Finding 45 minutes a month to sit down with your partner and spend time with your money is critical. Try to make it a date and find one ‘Money Monday’ a month and pop it in your diary.  When the day arrives cook a nice meal and turn your phones off.

It’s important to set some boundaries at the start. Think about being open and honest, curious about each other’s views and respectful.

No one is right or wrong. Just different.

Begin the conversation with a trip down memory lane by going back to your childhood. Often our financial beliefs and behaviours are shaped from a very young age and you might remember how our parents talked or behaved with money.   

Understanding this about yourself or your partner helps you understand your similarities and differences so you can create healthy financial plans together. Ask questions like what did you save or spend your money on growing up and what’s the one thing you wish your parents told you or didn’t tell you about money as a kid?

Next, come back to today. Ask questions like what money concerns do you have, what are three things you’d buy if you had endless money and how important are financial goals?

Finally, get really personal. It’s important to know the numbers even if it feels awkward or confronting. Put it out there – your salary, incoming and outgoing expenses, debts and loans. Talk about your approach to managing money. Are you a spender? Saver? Budgeter? How do you feel about joint finances? Can you reduce spending?
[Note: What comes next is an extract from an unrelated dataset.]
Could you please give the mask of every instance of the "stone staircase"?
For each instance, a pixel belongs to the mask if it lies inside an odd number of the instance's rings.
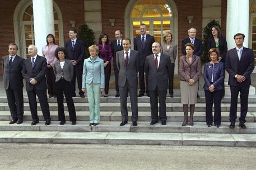
[[[109,144],[184,145],[256,147],[256,96],[249,95],[247,129],[236,127],[229,129],[230,96],[225,96],[221,103],[222,124],[220,128],[208,128],[205,122],[205,99],[203,95],[196,105],[194,125],[181,126],[183,120],[180,97],[166,98],[167,125],[150,125],[151,112],[150,98],[138,98],[138,126],[131,122],[120,126],[121,114],[119,98],[101,97],[101,119],[96,126],[89,126],[87,98],[73,98],[77,111],[77,123],[72,126],[68,122],[68,113],[64,103],[67,123],[59,125],[56,99],[48,99],[52,124],[44,125],[38,103],[40,122],[31,126],[31,117],[28,99],[24,98],[24,122],[21,125],[9,125],[11,119],[6,98],[0,97],[0,142],[76,143]],[[128,100],[129,115],[131,103]],[[240,103],[238,106],[240,110]],[[240,113],[238,113],[238,117]],[[237,120],[238,121],[238,119]]]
Now the good stuff. Whether it’s a holiday (#wanderlust), saving for a home deposit, or paying off debt, create something exciting to work towards. This will keep you motivated and aligned on your goals.

Talking about money and introducing Money Mondays into your life is like building a muscle. The more you do it, the easier it’ll be. You’ll no doubt uncover diverse views that will lead to some very interesting conversations. Be curious about these differences to find your way forward.